Citizen's Grand Complications come 3 boxes. An outer shell, a secondary box and then the actual watch box. All the boxes are dark blue. My GC came unopened wrapped in protective plastic. Very nice presentation.










Dial/Face

Absolutely stunning imo. You have 4 colors. Black, white, yellow and steel. Normally, these colors may not play well together, but Citizen's Grand Complication pulls it off wonderfully.Gorgeous, classy, tastesful and attention to detail immediately came to mind, when i first laid eyes on this beauty.
The combination of colors are beautiful, with none overpowering the others. In ambient light the face color looks like a titanium color, instead of white. The white face and the and the holes lend depth and character to a busy face. I love the way all the information is intelligently and thoughtfully laid out. Attention to detail is the prevailing theme here fellas.










Bracelet

The bracelet is very comfortable and the best i've ever worn. Its fit and finish are top notch. Brushed and polished to perfection, it relects light beautifully. The clasp/buckle is the kind with the hidden release and looks very nice as well. At 182 g, the watch feels perfectly balanced on my 7' wrist. Only thing missing is a micro adjustment.










Caseback

The is very cool. Citizen's fiery phoenix is deeply etched in the center and the holes for the minute repeater chime look precisely machine cut. 4 main screws securely attach the the caseback.


















Crystal

What can i say. This double AR coated sapphire goodness is almost invisible at every angle. I feel like i can reach in an touch the hands. Looks better than my jdm promaster imo.


















































Lume

The lume is Citizen's cool blue. The lume is only applied to the hour and minute hands only. None on the indices or on any of the other hands. The lume is bright and will probably last loooong into the night. I'll post some when my camera recharges.

Features

The minute repeater sounds simply wonderful. A musical treat for the ears and a nice departure from the same ole 'ding' from regular alarms. The 12 hour chrono works great and is a snap to access. Citizen's included interactive cd make operating the watch a breeze.

Conclusion.

Citizen has a winner on its hands. The Grand Complication is an outstanding timepiece and an AMAZING value for the money. Now i need to watch the cd and set the time, lol. Thanks for lookingb-)


----------



## jbdan

eek! I'm not a fan of gold tone watches, but this one looks brilliant! Citizen and Seiko are really pulling out all the stops with GC, Sig, and Ananta.

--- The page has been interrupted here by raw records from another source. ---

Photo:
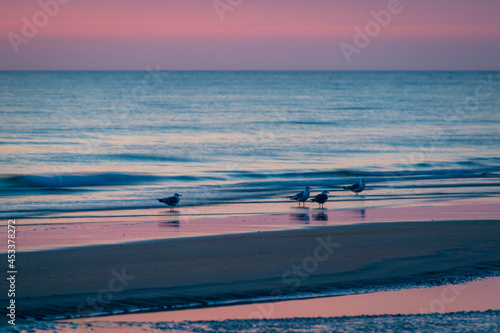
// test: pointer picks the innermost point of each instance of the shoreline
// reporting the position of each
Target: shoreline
(166, 273)
(35, 235)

Wear that beauty in the best of health Joe and may it continue to put a big fat smile on your face when you gaze at it b-)

And what cool shots by the fire....I love fires when the cold weather hits...makes me want a fireplace!


----------



## Motorcityjoe

Thanks Dan. The gold accents are very subtle, especially at a distance. And yes, i got a big Kool Aid smile going right now, lol. Lust mode, engaged


----------



## jbdan

Motorcityjoe said:


> Thanks Dan. The gold accents are very subtle, especially at a distance. And yes, i got a big Kool Aid smile going right now, lol. Lust mode, engaged


bah Hahah! Awesome and I'm bettin' it lasts you a long time |>

And about the subtle gold accents...each time I see a watch with these I like them more.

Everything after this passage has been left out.